Back for its 37th series, Have I got News for You is reassuringly familiar. There were three great jokes - two visual and one verbal - in this first episode hosted by Frank Skinner.
First, our dear Prime Minister (that's dear in the monetary sense) was shown grinning inanely on YouTube. It reminded me that just because you can see the tiger's teeth, it doesn't mean it's smiling at you.
Next he's following President Obama into Number 10. The President graciously shakes hands with the policeman guarding the entrance. Well the guy's there to single-handedly prevent terrorists from breaking down the door. He deserves a break. And he's a London tourist attraction after all. Mr Brown copies the Obama gesture, policeman holds out his hand, and the PM changes his mind at the last minute and goes inside. The timing is perfect Chaplin. Or should that be Mr Bean? It's definitely a clip for citizenship classes.
Best of all is Mr Brown's public apology for the Damian McBride email affair: "I take full responsibility for what happened; that's why the person responsible went immediately." Just run that past me again. With this logic I can stop sweating about the GCSE results this summer. "Yes, governors, I take full responsibility for what has happened and have sacked the teachers responsible." No more sleepless nights for me.
However, the show also illustrates that revamping a format that works is totally unnecessary.
I can remember the mesmerisingly mirth-inducing programme The Fall and Rise of Reginald Perrin starring Leonard Rossiter and weep that David Nobbs and Simon Nye have wasted their talent on a remake.
Instead of enjoying the comedy, I was furious about the alterations. Now I know why classes, especially exam groups, get so wound up about teacher changes.
In the original, Rossiter's Reggie, reminiscent of H.G. Wells' Mr Polly, flees his job at Sunshine Desserts where life is dull, in search of new experiences. "What shall I call myself?" he muses as he walks, a free man at last, down country lanes. "I know, the first thing I see when I look over this wall. Colin ... Colin ... Cowpat." So simple and so memorable. I saw it 30 years ago and still haven't forgotten.
The new Reggie, Martin Clunes, no longer works at Sunshine Desserts, but at a disposable razor company. It would be the equivalent of Steptoe and Son as removals men instead of rag-and-bone dealers. And we all know the running joke about the whoopee cushion on the seat in the boss's office that featured in the original. Gone. How dare they? The optical illusion of big and little chairs misses the auditory gag. Even Mr Brown could have told them that.
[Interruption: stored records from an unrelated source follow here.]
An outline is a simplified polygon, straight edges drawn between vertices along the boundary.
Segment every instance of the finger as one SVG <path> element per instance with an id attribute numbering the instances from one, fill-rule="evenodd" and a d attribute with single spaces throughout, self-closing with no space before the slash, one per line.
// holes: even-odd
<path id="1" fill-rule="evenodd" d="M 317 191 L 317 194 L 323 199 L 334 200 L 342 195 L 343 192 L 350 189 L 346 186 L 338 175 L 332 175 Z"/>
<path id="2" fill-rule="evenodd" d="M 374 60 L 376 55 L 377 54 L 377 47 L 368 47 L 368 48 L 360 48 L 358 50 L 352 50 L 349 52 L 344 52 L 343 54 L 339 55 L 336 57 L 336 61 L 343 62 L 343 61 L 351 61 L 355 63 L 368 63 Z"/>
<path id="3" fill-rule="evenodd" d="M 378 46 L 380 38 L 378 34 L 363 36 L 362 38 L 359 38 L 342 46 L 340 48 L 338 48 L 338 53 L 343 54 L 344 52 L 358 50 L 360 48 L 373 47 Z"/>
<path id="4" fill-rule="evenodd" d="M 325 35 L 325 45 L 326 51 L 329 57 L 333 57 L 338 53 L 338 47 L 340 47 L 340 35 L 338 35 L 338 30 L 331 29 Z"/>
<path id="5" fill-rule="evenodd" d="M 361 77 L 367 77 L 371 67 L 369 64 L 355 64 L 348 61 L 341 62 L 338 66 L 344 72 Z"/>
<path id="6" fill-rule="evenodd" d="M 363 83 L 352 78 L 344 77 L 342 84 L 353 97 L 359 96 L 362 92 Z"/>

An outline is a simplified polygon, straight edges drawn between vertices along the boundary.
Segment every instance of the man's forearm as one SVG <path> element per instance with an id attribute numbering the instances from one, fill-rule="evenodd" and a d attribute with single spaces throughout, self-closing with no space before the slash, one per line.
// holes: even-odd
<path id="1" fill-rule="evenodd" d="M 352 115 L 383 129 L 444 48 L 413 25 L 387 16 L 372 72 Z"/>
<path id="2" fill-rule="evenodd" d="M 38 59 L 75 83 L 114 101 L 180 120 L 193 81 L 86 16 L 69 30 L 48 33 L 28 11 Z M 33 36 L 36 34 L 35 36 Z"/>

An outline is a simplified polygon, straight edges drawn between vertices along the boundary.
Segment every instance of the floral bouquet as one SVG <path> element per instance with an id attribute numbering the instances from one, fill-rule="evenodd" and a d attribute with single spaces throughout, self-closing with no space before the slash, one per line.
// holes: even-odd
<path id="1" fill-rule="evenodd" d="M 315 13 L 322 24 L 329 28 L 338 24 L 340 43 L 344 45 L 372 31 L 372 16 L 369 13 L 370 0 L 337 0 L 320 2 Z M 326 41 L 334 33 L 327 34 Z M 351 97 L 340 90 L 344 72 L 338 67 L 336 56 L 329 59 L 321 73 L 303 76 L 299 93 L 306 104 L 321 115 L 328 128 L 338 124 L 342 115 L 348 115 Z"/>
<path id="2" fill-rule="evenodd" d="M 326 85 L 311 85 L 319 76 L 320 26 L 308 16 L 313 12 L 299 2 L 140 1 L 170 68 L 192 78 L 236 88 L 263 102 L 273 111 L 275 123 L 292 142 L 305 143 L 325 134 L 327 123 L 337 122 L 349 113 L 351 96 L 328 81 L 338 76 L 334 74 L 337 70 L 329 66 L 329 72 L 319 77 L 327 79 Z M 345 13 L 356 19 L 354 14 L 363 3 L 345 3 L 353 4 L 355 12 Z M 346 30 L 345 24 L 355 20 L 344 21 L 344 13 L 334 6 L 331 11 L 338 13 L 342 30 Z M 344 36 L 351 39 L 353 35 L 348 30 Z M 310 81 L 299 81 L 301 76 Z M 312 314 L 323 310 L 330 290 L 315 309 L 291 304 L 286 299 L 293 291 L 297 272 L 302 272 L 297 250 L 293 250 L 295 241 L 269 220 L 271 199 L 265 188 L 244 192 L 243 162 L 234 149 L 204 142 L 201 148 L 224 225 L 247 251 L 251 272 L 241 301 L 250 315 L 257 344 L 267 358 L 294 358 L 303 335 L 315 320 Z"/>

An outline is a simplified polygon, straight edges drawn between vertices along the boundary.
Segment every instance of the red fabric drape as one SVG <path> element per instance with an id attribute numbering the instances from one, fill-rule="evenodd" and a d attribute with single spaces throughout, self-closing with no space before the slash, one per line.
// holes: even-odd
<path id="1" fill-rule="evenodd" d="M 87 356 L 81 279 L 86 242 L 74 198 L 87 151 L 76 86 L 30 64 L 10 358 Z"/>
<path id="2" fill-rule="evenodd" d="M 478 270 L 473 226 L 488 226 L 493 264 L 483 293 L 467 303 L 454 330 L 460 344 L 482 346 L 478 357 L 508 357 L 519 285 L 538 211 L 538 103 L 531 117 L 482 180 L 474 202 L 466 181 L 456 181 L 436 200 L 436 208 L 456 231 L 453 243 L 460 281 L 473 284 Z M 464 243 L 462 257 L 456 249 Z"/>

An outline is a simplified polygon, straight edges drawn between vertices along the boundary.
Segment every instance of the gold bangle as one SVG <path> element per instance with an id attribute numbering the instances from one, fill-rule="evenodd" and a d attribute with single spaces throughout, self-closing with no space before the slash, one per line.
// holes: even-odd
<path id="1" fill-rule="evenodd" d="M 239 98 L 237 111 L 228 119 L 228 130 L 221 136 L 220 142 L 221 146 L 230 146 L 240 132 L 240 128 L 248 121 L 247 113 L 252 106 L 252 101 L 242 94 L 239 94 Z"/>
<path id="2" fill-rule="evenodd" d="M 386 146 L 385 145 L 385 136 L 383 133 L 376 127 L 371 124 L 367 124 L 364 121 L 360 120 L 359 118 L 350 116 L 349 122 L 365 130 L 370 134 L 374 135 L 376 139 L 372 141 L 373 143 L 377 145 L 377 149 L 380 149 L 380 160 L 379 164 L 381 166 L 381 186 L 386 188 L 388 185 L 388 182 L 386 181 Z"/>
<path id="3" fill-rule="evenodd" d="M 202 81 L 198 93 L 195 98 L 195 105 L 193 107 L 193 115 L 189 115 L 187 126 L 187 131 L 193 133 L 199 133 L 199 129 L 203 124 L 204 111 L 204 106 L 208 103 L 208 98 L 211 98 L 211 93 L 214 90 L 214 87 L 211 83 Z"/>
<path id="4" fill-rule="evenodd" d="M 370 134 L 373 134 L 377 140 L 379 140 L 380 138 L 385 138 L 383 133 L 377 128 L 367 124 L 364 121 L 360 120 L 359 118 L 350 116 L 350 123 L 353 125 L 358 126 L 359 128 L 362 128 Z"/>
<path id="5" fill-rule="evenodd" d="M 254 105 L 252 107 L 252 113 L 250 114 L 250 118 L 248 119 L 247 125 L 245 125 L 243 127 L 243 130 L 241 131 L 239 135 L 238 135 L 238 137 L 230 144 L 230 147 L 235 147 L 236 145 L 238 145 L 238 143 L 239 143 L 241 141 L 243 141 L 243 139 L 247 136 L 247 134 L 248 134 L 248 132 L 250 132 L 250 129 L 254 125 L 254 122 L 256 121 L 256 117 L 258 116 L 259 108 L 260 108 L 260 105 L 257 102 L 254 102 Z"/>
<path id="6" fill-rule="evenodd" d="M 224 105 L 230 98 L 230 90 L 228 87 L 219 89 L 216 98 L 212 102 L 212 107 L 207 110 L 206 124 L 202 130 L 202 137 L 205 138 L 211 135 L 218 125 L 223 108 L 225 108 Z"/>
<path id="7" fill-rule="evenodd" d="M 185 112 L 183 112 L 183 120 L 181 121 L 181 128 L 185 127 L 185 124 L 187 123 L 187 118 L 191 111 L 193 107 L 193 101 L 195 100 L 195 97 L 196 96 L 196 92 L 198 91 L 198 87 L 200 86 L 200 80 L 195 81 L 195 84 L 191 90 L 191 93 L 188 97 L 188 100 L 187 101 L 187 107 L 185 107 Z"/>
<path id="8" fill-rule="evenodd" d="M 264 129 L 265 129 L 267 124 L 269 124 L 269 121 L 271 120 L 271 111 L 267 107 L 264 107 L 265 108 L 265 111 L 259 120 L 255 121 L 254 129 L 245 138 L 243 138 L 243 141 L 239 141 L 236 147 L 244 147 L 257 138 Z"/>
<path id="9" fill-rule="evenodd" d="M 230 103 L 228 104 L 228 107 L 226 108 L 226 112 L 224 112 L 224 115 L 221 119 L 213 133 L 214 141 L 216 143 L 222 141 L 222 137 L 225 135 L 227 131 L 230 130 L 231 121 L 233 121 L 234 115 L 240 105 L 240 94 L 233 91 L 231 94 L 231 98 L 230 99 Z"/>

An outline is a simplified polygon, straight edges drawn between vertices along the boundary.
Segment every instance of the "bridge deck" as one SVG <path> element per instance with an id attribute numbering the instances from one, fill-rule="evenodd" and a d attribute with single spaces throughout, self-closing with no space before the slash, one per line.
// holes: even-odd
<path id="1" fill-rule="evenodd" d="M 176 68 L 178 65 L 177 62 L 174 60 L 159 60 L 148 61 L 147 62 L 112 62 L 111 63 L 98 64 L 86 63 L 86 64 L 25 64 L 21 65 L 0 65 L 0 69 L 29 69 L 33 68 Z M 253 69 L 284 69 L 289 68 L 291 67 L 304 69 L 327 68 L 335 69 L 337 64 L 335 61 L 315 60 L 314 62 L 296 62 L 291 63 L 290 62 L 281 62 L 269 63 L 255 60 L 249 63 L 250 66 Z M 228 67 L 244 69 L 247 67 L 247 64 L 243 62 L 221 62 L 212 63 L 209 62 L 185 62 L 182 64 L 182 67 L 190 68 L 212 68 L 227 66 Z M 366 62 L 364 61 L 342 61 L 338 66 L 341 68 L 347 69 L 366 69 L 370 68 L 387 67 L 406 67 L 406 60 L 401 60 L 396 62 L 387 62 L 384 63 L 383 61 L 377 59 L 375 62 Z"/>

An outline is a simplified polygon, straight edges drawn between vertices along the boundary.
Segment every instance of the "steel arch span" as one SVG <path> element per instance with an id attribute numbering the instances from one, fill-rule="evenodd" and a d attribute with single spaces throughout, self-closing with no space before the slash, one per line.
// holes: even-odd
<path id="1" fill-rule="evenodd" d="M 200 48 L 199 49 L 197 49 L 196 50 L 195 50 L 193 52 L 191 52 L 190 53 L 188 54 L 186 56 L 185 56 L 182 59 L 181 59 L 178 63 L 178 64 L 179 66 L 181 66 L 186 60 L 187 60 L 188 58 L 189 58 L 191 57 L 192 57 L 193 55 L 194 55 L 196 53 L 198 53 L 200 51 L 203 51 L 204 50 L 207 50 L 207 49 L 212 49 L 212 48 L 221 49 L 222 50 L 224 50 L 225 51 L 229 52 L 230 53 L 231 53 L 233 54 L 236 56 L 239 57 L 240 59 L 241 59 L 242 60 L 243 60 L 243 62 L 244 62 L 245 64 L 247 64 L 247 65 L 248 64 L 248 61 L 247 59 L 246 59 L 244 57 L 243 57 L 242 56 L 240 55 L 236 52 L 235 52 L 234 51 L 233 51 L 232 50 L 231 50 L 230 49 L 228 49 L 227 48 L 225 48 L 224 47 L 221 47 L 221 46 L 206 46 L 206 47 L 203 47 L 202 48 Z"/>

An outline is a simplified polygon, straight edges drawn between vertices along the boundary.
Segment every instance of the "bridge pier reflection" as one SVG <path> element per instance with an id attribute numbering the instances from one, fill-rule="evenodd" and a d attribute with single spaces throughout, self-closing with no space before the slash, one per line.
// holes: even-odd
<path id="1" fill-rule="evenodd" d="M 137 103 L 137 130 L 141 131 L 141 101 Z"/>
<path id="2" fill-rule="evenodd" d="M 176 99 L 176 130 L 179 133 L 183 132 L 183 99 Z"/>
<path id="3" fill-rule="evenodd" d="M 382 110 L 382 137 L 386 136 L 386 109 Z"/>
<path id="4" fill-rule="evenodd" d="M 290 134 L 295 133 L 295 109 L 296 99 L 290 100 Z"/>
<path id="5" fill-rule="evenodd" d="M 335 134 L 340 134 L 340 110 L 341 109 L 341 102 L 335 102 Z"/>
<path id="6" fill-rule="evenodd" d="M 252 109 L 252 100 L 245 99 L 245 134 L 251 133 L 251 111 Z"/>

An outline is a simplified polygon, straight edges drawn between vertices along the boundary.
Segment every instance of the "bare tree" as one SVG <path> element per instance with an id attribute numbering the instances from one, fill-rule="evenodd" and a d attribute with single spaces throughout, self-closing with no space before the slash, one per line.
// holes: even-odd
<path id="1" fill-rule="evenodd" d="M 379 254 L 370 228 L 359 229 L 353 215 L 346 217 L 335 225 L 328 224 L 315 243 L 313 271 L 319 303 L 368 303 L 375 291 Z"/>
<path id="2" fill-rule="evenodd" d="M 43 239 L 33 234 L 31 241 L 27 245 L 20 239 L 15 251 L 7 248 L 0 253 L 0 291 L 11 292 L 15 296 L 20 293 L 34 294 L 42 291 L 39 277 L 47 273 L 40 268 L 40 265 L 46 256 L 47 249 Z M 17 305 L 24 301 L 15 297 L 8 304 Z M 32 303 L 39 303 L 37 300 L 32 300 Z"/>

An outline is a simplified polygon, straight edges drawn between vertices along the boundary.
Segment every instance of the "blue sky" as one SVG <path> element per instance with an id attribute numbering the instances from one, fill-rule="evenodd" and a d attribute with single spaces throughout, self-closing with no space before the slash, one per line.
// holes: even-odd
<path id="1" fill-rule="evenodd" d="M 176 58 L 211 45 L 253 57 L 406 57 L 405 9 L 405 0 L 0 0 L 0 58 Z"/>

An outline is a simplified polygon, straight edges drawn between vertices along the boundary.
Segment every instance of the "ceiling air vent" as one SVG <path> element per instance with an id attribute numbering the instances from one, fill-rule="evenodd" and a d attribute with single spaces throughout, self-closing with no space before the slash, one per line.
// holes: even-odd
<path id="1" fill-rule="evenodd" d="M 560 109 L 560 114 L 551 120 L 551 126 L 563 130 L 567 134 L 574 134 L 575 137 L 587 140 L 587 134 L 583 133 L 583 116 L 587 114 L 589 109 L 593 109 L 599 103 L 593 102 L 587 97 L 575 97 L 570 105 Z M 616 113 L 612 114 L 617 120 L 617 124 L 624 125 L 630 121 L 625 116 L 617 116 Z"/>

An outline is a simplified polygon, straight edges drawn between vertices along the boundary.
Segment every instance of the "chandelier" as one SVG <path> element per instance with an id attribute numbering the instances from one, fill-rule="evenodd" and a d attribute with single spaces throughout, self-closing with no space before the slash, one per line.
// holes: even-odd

As for the audience, either the responses were canned and someone forgot to turn the volume down, or they'd been drugged with laughing gas. Pure cowpat.
Genius is another make-over from Radio 4. It was a switch-off then and is now. Members of the public offer zany inventions for comment, and this week Germaine Greer offers the feedback. Onion juice and women-only voting rights were the highlights, that's how bad it was. My Year 9s on an enterprise day this week came up with better: expanding shoes and a mobile telephone glove.
Memo to BBC bosses: "Take responsibility for these failed revamps and fire those responsible."
Ray Tarleton is principal at South Dartmoor Community College in Ashburton, Devon.